The scene of armed conflict during the Revolutionary War, there were skirmishes between patriot forces and the Tories and Pine Robbers; reports of British foraging in this area and taking hogs, cattle and sheep back to New York were common. In 1778, an attack on the farm of Daniel P. Schenck resulted in his death. After breaking off the attach and leaving, his wife pursued the Tories and Pine Robbers and killed one of the attackers. Another documented revolutionary war fight happened on June 21, 1781 in this area. The evidence of this fighting after the war was documented in the pension of Walter Hier. He received 16 shilling, 8 pence a month for receiving a wound to his right arm "by a sword or cutlass" during hand-to-hand fighting at Pleasant Valley. A four-pound cannon was placed on a farm in the area as a signal gun. When fired, the enemy was near and the local patriots would know to rally at a local farm.

== School ==

- The area had one school called "The Pleasant Valley School". The school had one teacher who was teaching 1-8th grades. The teacher was required to "act at the school as a combined principal, teacher, janitor and children's nurse." Now demolished, the school house was located on the corner of Pleasant Valley Road and Reids Hill Road.
- Collier High School is located in Pleasant Valley. It is an alternative high school for children with special needs.

== Historic property ==

- Built by Col. Asher Holmes, Old Kentuck is currently listed on the National Register of Historic Places. Extensively remodeled in the 1940s the property is currently in a state of significant decay.
- Before getting to route 34, in the northeast corner of Pleasant Valley Road is an old Dutch Colonial house. This residence was constructed circa 1700. "It is perhaps the finest example of early Dutch architecture in Monmouth County".
- In 1967, the following properties were identified as historic locations in Pleasant Valley by the New Jersey Historic Sites Division:
  - Luyster House - Original Construction date and builder unknown.
  - Smock House
  - Collier Estate
  - Gordon House - Original house built 1750 additions built circa 1800 & remodeled in 1940.
  - Cox Farm
  - Halloran Farm
  - Old Kentuck - Built 1770.
  - Pleasant Valley Schoolhouse site
  - Schanck Farm
  - Smock Farmhouse
  - Reid Farmhouse
  - Lake Farmhouse
  - John Schanck House - Built circa 1697.
  - Garret Schank House - Built circa 1690.
  - Daniel Schanck House
  - Embree House
  - Schanck House
  - Cannon Hill Farm
  - Raymere House - Built by Jacob Van Doren in 1753.
  - Indian Log Schoolhouse
  - Applegate Homested
  - John Holmes House

== Historic markers ==

- In 1971, a historic marker was placed on Pleasant Valley Road near the barn where the Trotter George M. Patchen was born. The marker was placed by the (now defunct) Pleasant Valley Historic Society
- In 1967, the Daughters of the American Revolution placed a historic marker in the Pleasant Valley commemorating the area as the "Hornets Nest". The plaque reads "The Hornets Nest - In the American Revolution, Pleasant Valley, From Marlboro thru Holmdel, was Called the Hornets Nest by the British because the men here, Besides regular army duty, constantly stung them by capturing and sinking ships in sandy hook bay and seizing the Tories to exchange for prisoners. - Placed by Monmouth Court House Chapter Daughters of the American Revolution 1967"

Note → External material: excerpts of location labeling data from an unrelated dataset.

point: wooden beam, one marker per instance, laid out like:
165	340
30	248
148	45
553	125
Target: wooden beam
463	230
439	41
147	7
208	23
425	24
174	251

== Unusual local events ==

- Sponsored by the Monmouth County Hunt Racing Association, in the 1930s the area was known for lending its name to the "Pleasant Valley Cup". This is a cup won in a half mile horse race. The requirement for entering the race is that the horse has to come from a farm "owned by a Monmouth County farmer". The winner received a trophy cup and $50.00
- There were Two plane crashes in the area:
  - On June 29, 1932, Pleasant Valley was the site of a plane crash. The plane was piloted by State Trooper Douglas Stender. He sustained injuries in the crash and lost site in one eye as a result of the crash.
  - On November 16, 1939, Paul Tergis crashed his plane after engine trouble on a farm. He reportedly escaped injury.